Though President Trump declared that the executive order he signed Wednesday would "solve" the problem of family separation while parents are prosecuted for illegal border crossing, the order is really only good for 20 days, CBS News' Paula Reid reports, citing a source familiar with the drafting of the order. The order does not override the 1993 Flores v. Reno Supreme Court case, which says that detained migrant children cannot be held in government detention facilities for more than 20 days.
Essentially, this means that after the 20-day mark, children may still be separated from their parents.
Immigration and Customs Enforcement (ICE) currently separates most families when they are apprehended for illegal border crossing, Reid notes. But now, with the executive order, the Department of Homeland Security (DHS) will take custody of the entire family.

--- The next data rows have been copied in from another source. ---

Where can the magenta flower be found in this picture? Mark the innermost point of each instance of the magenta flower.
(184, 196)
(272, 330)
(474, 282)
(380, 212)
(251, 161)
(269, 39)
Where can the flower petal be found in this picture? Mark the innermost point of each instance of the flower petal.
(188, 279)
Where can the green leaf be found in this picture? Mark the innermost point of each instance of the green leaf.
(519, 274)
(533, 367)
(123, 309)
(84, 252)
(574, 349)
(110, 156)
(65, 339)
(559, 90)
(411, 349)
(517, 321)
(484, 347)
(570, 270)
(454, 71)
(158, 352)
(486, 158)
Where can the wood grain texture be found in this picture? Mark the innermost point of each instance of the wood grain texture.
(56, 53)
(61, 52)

However, at the 20-day mark, under the Flores consent decree, the department will have to release the children from custody.

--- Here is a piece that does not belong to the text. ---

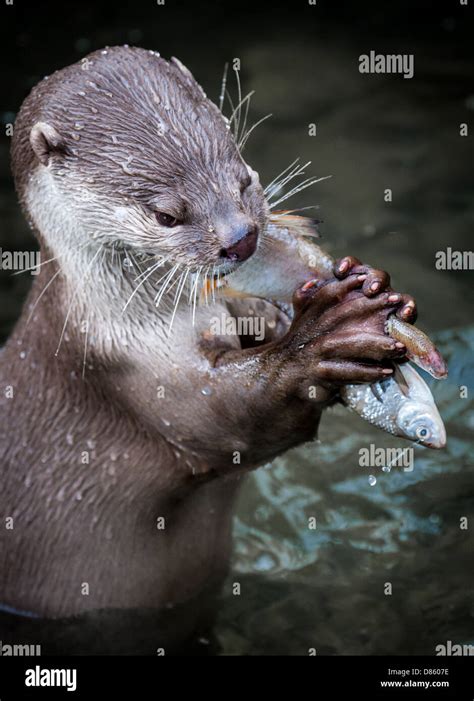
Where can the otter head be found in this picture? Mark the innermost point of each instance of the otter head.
(124, 149)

Nothing in the executive order stops the government from releasing the whole family, Reid says, but under Attorney General Jeff Sessions' zero-tolerance policy, which states that the U.S. will prosecute all who cross the border illegally, releasing the family is unlikely.
Reid also reports that Sessions is expected to immediately ask a federal California judge to modify the Flores consent decree to permit the government to detain families together throughout the entire prosecution and deportation processes.
It is unclear how long this will take to litigate or whether the judges would be willing to permit indefinite detention of minors.
This means that Congress is still under pressure to reach a more lasting solution, and President Trump said that the administration would still be working with Congress to fix the problem.
CBS News' Nancy Cordes reports that most lawmakers do not view the order as a permanent fix, and many believe that either congressional legislation will have to fill in the gaps, or the Trump administration will need to back down from its zero-tolerance policy.
The executive order does not undo or diminish Sessions' zero tolerance policy, which has caused the spike in parent-child separations at the southern border.